The present regulatory framework provides for the regulation of MFs and the schemes managed under it. Passive funds follow a rule-based investment strategy and there is negligible discretion with AMCs regarding asset allocation and investment objectives and various provisions of the existing regulatory framework may not be relevant for passively managed schemes.
SEBI says, "Existing AMCs having both active and passive schemes, will have the option to hive off respective passive schemes, if they so desire, to a different group entity, thereby resulting in management of active and passive schemes by separate AMCs under a common sponsor. If they choose to continue the passively managed schemes within the existing AMCs under the existing MF Regulations, the relaxed disclosures and other regulatory requirements for the passive schemes based on indices that would be covered under the MF Lite framework would be applicable to them as well."
Investor-friendly and uniform norms for nomination facilities in the Indian securities market
To enhance investor convenience and introduce uniform standards for nomination facilities across the Indian securities market, the board has approved amendments to the SEBI (Mutual Funds) Regulations, 1996, and the SEBI (Depositories and Participants) Regulations, 2018.
These amendments empower SEBI to notify new norms, including increasing the maximum number of nominees to 10 from three and allowing nominees to act on behalf of incapacitated investors, with certain risk mitigation checks and balances.
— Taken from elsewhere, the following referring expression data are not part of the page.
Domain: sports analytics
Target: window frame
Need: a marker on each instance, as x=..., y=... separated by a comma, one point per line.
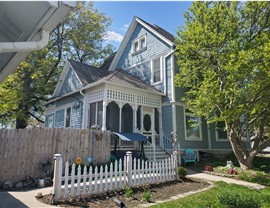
x=217, y=137
x=153, y=71
x=139, y=41
x=200, y=126
x=70, y=116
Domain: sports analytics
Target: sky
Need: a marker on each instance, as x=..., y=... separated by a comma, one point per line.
x=167, y=14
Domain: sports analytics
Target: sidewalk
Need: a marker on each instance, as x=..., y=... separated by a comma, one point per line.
x=24, y=199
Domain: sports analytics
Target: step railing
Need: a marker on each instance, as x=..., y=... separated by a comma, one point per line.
x=166, y=144
x=149, y=151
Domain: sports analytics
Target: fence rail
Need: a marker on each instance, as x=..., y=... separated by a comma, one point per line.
x=131, y=172
x=22, y=151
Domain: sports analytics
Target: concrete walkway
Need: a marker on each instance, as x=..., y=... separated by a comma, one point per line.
x=24, y=199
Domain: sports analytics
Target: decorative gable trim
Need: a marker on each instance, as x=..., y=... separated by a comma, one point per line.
x=127, y=37
x=62, y=78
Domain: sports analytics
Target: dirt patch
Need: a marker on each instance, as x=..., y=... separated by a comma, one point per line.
x=161, y=191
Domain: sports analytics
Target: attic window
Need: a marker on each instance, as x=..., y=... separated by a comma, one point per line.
x=139, y=44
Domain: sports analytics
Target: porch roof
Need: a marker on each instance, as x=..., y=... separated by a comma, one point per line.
x=131, y=137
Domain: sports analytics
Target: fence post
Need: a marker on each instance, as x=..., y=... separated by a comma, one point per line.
x=175, y=165
x=129, y=168
x=57, y=176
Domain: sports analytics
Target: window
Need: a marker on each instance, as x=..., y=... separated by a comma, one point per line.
x=221, y=133
x=156, y=70
x=96, y=111
x=139, y=44
x=193, y=128
x=68, y=113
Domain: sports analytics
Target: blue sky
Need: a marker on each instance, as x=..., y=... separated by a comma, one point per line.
x=166, y=14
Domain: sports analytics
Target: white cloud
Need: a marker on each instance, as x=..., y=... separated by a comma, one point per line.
x=125, y=27
x=114, y=36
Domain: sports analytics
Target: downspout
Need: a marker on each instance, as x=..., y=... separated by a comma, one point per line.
x=83, y=113
x=8, y=47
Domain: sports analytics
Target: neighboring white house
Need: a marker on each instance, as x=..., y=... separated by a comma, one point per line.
x=25, y=27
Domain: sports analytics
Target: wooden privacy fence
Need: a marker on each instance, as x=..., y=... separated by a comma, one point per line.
x=113, y=177
x=22, y=151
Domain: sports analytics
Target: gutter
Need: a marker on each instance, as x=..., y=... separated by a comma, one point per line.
x=8, y=47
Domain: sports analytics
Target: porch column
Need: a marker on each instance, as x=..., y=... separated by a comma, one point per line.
x=134, y=108
x=120, y=116
x=104, y=115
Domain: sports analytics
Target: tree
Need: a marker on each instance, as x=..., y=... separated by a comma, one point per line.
x=224, y=57
x=80, y=37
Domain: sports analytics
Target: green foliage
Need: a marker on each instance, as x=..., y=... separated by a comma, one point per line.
x=128, y=191
x=239, y=198
x=24, y=93
x=147, y=195
x=182, y=172
x=224, y=57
It also allows simplification of the transmission process to nominees with minimal documentation and streamlines the transmission process for joint holders with minimal documentation.
SEBI says during the nomination process unique identifiers for nominees, such as PAN, passport number, or Aadhaar should be obtained.
Additionally, the board approved the introduction of consistent norms for nominations across demat accounts and mutual fund investments.
According to the new norms, nominees to whom investments are transmitted will act as trustees for the legal heirs of the investor. However, legal heirs of a deceased nominee will not be granted any rights.
In cases of joint holdings, the rule of survivorship will apply. There would be specific norms for the operation of accounts in the event of the death of the karta in a Hindu undivided family (HUF).
For joint demat accounts and jointly held mutual fund folios, the nomination will be optional. SEBI says adding for singly-held accounts and opt-out will require due confirmations as may be specified.
Creditors' claims will take precedence over the transmission of assets to nominees if previously pledged. SEBI will provide guidelines for providing, changing, and ensuring the integrity, authenticity, and verifiability of nominations.
There will be a provision for acknowledging nominations and maintaining records. "No limit on the number of times a nominee can be changed. Information on nomination details will be provided to the investor. The apportionment of assets to surviving nominees will be clarified. Option to specify guardians for minor nominees will be available," SEBI says.